Nous en étions à l'étape du glaçage et la pièce embaumait le chocolat fondu. Cette odeur légèrement pralinée, de sucre chaud et de cacao me rappela l'odeur de la peau de Charles. Voilà qui expliquait beaucoup de choses. Son petit côté caramélisé devait lui venir des nombreuses pâtisseries qu'il réalisait car il m'avoua en faire au moins une par jour, parfois même après une nuit de travail.

C'était magnifique à voir tout ce chocolat brillant qui glissait le long de la spatule. Charles nappa lui-même le dessus de notre gâteau soigneusement posé sur une grille et je m'amusai à l'observer si consciencieux, comme si la moindre défaillance rendrait son dessert immangeable.

- Finis ! clama-t-il en posant le saladier en inox sur le plan de travail.

- Je te dois mes plus plates excuses, cédai-je bonne joueuse. C'est vraiment magnifique.

- Et délicieux, mais ça, tu ne le sauras pas avant une bonne heure, il doit reposer au frais.

Il s'empara de son petit chef-d'œuvre et le déposa dans le réfrigérateur duquel il sortit une barquette de fraises absolument énormes et une bouteille de champagne.

- Pour l'attente, se justifia-t-il.

C'était vraiment une délicate attention de sa part. J'avais l'impression de vivre un rêve. Nous nous installâmes sur nos chaises hautes et Il déposa les fraises devant nous. Il fit sauter le bouchon de la bouteille de champagne et me servit une coupe. Je portais le breuvage bien frais jusqu'à mes lèvres et me délectais du meilleur champagne que je n'avais jamais bu de toute ma vie.

- Wouaw ! lâchai-je sans pouvoir me retenir. Il est excellent ! Merci.

Je lui souris tendrement et il me le rendit avec quelque chose de plus dans les yeux. Il saisit une fraise qu'il plongea le long des parois du saladier de chocolat et me tendit le fruit ainsi nappé. Je n'en fis qu'une bouchée, tant c'était bon. Charles, lui n'en mangea pas une seule. Je flottais sur un drôle de petit nuage et ne me fis pas prier pour m'en faire moins même une deuxième. Lorsque j'eus terminé ma bouchée, je remarquai que Charles me fixait comme un chasseur fixe sa proie, avec l'envie et l'excitation du gibier tout proche. Il descendit alors de sa chaise pour se rapprocher de moi d'un pas félin, pénétrant sans problème ma sphère de sécurité. Il s'arrêta à quelques centimètres de mon visage, dévora des yeux chaque parcelle de mon anatomie puis stoppa son exploration sur ma bouche avant de me regarder profondément dans les yeux. Mon souffle était court et saccadé. Je ne savais pas trop si c'était de l'envie ou de la panique. Avec moi, la frontière pouvait parfois être mince.

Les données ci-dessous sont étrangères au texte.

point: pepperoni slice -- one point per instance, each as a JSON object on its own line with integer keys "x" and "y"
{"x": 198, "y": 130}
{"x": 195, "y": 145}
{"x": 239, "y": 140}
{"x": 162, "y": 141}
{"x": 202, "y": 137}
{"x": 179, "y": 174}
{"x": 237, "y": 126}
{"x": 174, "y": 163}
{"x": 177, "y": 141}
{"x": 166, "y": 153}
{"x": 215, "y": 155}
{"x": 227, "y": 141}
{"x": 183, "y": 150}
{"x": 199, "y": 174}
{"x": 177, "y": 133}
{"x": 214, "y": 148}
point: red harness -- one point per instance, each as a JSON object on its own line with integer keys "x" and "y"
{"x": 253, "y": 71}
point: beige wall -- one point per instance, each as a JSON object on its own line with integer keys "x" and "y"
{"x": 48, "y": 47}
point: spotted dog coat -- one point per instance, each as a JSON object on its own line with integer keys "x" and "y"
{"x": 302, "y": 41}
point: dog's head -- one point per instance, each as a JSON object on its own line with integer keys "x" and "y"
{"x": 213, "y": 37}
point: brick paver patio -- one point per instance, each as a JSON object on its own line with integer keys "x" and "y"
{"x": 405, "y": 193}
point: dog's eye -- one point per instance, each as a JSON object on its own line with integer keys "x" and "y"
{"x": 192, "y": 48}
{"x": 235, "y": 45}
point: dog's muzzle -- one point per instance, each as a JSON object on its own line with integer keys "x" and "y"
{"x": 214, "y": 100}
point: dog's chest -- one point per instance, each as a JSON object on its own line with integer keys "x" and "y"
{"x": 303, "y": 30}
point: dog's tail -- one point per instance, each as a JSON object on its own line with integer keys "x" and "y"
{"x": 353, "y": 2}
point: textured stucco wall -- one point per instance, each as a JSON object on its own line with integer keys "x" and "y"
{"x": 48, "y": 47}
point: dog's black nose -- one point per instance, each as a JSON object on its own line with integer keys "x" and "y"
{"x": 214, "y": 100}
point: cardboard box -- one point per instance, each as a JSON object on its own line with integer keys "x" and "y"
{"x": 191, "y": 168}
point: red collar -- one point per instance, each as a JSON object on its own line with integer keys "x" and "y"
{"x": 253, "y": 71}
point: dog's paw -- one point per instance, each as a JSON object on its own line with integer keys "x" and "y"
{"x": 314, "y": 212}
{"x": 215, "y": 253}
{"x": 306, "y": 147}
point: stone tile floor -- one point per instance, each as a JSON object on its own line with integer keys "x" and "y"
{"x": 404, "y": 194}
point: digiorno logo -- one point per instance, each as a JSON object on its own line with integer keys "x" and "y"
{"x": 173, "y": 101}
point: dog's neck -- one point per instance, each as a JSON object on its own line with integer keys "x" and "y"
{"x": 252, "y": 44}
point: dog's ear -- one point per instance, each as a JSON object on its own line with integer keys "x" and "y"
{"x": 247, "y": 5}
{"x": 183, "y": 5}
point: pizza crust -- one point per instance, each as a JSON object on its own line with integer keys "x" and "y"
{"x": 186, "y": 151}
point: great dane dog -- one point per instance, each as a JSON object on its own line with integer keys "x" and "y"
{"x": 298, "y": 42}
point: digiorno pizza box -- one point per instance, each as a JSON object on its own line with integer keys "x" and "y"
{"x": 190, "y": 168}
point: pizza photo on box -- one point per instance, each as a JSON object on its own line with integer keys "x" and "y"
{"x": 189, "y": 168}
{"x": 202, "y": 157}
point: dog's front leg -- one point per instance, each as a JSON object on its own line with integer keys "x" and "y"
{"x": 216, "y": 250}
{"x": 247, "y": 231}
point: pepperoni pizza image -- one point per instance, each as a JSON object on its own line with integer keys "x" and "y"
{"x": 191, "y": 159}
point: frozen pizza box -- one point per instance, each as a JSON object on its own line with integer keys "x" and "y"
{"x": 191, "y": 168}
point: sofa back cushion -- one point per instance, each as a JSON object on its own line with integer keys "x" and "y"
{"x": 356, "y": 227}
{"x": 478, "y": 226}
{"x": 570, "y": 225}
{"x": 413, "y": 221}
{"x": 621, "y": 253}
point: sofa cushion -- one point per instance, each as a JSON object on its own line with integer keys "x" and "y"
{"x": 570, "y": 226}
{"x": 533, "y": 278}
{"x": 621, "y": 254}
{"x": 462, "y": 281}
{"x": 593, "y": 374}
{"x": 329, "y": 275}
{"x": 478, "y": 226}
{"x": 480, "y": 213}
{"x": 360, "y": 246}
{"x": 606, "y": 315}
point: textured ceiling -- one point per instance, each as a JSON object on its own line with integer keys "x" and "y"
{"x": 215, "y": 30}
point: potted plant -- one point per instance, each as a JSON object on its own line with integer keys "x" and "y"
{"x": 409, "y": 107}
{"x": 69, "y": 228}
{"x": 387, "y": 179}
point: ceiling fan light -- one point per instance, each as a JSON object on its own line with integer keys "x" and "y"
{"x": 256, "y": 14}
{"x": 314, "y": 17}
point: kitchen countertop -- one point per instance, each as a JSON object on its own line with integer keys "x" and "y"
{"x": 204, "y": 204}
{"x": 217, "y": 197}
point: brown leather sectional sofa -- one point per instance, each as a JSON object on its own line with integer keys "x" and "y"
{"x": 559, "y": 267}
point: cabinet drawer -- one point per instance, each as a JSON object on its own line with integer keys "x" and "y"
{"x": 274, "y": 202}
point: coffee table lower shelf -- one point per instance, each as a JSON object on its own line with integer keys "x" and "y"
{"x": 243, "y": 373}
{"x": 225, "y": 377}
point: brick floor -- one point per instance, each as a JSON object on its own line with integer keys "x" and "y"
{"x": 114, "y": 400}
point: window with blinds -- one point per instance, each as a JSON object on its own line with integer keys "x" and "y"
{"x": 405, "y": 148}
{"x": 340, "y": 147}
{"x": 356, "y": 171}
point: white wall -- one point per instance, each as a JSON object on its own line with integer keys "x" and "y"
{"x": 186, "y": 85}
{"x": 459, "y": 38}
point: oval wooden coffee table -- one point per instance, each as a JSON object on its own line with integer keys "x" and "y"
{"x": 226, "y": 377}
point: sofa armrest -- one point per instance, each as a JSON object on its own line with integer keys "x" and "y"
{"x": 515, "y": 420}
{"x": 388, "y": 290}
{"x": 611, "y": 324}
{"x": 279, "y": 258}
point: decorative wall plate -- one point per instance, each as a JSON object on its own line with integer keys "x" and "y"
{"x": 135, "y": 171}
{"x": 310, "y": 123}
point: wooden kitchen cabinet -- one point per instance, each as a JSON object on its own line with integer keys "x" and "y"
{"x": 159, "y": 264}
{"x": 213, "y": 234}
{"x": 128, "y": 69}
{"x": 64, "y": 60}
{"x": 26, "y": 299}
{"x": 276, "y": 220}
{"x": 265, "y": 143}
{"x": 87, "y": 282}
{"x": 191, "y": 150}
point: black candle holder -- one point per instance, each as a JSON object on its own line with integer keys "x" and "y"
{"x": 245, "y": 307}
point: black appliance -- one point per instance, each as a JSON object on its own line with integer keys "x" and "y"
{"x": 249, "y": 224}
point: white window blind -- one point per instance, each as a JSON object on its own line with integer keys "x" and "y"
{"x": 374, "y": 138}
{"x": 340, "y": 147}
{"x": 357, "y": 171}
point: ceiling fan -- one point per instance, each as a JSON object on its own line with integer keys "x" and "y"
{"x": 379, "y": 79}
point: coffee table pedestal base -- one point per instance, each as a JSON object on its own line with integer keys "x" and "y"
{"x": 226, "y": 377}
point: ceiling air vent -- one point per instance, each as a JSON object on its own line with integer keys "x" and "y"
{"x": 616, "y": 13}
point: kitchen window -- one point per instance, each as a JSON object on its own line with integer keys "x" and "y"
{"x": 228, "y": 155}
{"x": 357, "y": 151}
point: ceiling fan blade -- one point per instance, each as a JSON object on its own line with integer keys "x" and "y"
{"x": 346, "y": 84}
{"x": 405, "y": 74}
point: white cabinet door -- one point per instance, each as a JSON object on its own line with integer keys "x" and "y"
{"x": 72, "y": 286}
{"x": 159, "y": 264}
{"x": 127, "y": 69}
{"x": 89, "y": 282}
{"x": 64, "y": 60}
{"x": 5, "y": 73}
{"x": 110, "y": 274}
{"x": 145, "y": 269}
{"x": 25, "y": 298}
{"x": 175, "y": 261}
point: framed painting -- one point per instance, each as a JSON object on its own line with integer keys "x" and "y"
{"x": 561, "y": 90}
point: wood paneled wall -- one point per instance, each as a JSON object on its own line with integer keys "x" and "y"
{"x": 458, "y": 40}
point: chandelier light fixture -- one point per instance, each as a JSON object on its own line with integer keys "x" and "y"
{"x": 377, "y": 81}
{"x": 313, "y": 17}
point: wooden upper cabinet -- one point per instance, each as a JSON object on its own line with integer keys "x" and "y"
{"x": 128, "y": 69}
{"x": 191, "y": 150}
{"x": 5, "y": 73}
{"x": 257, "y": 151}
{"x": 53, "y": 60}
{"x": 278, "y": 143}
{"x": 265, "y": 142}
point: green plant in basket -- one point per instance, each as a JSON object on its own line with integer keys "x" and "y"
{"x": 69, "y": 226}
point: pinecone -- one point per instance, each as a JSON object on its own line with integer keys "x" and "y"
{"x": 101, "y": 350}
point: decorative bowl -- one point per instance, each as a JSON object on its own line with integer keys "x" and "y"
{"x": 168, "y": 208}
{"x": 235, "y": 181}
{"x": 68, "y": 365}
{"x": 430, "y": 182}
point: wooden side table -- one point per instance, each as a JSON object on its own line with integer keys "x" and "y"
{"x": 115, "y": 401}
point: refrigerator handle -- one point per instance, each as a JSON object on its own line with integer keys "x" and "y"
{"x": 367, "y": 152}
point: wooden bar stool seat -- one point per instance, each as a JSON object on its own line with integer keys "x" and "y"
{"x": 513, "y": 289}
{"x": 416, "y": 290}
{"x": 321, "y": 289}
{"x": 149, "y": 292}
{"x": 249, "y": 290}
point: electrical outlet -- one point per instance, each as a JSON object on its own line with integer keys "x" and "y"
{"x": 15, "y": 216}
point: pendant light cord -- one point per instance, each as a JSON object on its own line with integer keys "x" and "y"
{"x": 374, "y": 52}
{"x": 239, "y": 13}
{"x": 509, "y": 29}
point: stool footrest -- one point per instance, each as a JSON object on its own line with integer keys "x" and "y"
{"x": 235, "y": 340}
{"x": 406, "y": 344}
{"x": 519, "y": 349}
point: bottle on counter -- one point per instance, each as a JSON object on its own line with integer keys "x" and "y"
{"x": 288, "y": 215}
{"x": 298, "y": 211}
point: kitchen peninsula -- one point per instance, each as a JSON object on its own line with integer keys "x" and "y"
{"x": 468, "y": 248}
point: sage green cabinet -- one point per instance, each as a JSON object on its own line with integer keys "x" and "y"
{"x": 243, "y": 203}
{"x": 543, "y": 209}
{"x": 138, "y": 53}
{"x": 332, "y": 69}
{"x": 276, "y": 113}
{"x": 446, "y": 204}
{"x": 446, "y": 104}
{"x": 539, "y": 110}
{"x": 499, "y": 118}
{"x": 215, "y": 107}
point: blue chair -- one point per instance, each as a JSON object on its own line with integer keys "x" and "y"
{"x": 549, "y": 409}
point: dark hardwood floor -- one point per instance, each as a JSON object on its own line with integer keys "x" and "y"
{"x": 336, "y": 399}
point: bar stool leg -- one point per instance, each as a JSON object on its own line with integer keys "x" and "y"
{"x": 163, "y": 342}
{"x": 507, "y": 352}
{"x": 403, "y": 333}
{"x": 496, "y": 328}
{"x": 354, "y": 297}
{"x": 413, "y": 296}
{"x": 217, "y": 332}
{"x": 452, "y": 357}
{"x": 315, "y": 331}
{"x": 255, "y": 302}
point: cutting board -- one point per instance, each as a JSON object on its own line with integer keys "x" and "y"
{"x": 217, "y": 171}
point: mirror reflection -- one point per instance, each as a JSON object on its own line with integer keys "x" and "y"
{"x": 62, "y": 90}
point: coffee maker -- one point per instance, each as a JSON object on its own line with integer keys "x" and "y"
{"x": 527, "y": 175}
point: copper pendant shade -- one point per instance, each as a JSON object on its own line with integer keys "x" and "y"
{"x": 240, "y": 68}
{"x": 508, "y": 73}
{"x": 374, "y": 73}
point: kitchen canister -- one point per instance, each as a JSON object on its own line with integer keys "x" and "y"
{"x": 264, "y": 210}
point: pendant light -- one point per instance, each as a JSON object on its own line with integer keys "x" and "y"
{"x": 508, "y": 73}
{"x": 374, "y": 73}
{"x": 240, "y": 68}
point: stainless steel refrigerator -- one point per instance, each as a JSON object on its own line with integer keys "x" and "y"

- Tu as du chocolat sur le coin des lèvres, souffla-t-il d'une voix si érotique et emprunte de désir que mon cœur accéléra d'un seul coup.

Il passa son doigt sur mes lèvres et son contact me fit fondre de plaisir au point que je me mis à fermer les yeux de bien être. Lorsqu'il enleva son doigt, je rouvris les paupières et l'observais le porter à sa bouche. Je pensais soudain que si je ne l'arrêtais pas très vite, il sera difficile de le faire dans une minute. D'ici là, tout sera parti en cacahuète.

- Charles ! l'arrêtai-je en posant ma main sur son torse. Tu vas un peu vite là.

Ça ne sembla pas le décourager, au contraire, me voir me débattre avec une envie partagée et à peine dissimulée le fit beaucoup rire. OK j'en avais envie, mais entre le désir et le passage à l'acte il y avait un océan que je n'étais pas encre prête à franchir de sitôt. Charles repoussa ma main et revint à la charge. Heureusement pour moi, Paul entra au même moment ce qui le stoppa net dans son élan. Je devins aussi rouge qu'une tomate, morte de honte que Paul puisse assister à ce qui devait ressembler à un début de galipette.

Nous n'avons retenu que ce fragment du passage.